Mile Sur Mera Tumhara could have done with this cultural mix - songs in English, Hindi, Punjabi, Marathi and Korean! A proper pot pourri of songs. But who am I to judge, it certainly kept yours truly engrossed for a while (and more).

Wednesday, December 02, 2020

BookMarks #76: The Unusual Billionaires

Title: The Unusual Billionaires 
Author: Saurabh Mukherjea 
Genre: Non-fiction, Business 
Published: 2016 

The book’s key message is how to build the best performing long term portfolio. To drive home its message, the book uses the example of eight of India’s best performing companies. Alongside the author brings out his own stock-picking methods following the principles of Coffee Can investing and John Kay’s IBAS framework. 
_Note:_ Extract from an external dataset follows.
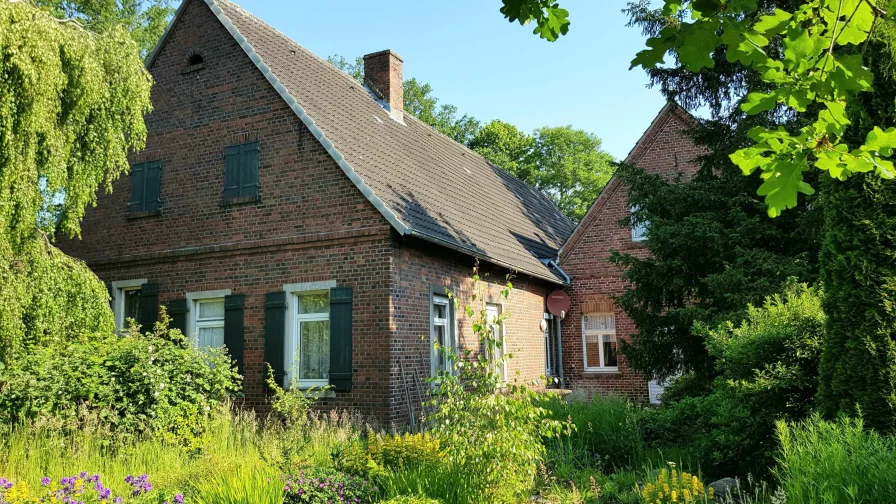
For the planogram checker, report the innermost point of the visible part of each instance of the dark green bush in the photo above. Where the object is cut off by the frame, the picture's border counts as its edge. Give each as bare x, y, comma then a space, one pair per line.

The book has a selection of stories of India’s leading corporates and how they came out to be such. These are 
  1. Asian Paints – focused on identifying gaps and how to fill them. Continuity in ownership. Building high entry barriers to competition. 
  2. Berger Paints – steadily grown to be #2 in India, despite constantly changing ownership. Steady management provides the right guidance. Having paint industry experience is the key factor. 
  3. Marico – took on the might of HUL and ended up buying their competitor product which had been launched to once buy-out Marico’s flagship products. Right innovations and timely product diversifications while holding on to their core strengths has been the key to success. 
  4. Page Industries – Bringing an international brand to India and capturing the market share. 
  5. Axis Bank – overcoming debacles to become a trusted name in Banking sector 
  6. HDFC Bank – rising to the top of banking sector 
  7. Astral Polyteknik – creating a new market space & constant innovation & scaling in the same. 
  8. ITC – distribution network & diversifications.
The author has also presented John Kay’s IBAS framework, namely innovation, brands and reputation, architecture, and strategic assets and how this framework has been applied by these companies. Timely IT systems upgrade, investments in people, a truly independent Board with people having relevant experience have been the key for success. 

As per the author – “An investment operation is one which, upon thorough analysis, promises safety of principal and an adequate return. Operations not meeting these requirements are speculative”. With this objective the author has given three broad themes on picking the companies. 
Theme A: Focus on the long term (more than ten years) without being distracted by short term gambles; 
Theme B: Constantly deepen the moat around the core franchise using the IBAS framework and 
Theme C: Sensibly allocate capital whilst studiously avoiding betting the balance sheet on expensive and unrelated forays. 

Additionally, the following checklist for evaluating businesses is provided 
  1. Industry Attractiveness 
    • Dependency on government regulation 
    • Competition – number of competitors & intensity of competition 
    • Overall industry size & growth potential 
    • Proportion of value addition in the industry 
    • Capital intensity & efficiency – lower capital intensity generally generates higher returns 
    • Dependency on country’s broad economic cycle 
    • Generates excess returns for shareholders (cost of capital >15%) 
  2. Management Quality 
    • Track record of good governance and clean accounting 
    • Political connections 
    • Track record of efficient capital allocation 
    • Track record of focussing on core operations 
  3. Competitive Advantage 
    • Brand & Reputation 
    • Company’s architecture strength 
    • Ownership of strategic assets 
    • ROCEs higher than industry average 
Overall, an interesting book which has tried to send the message of investing for the long run with the aid of narratives from some of India’s most successful companies.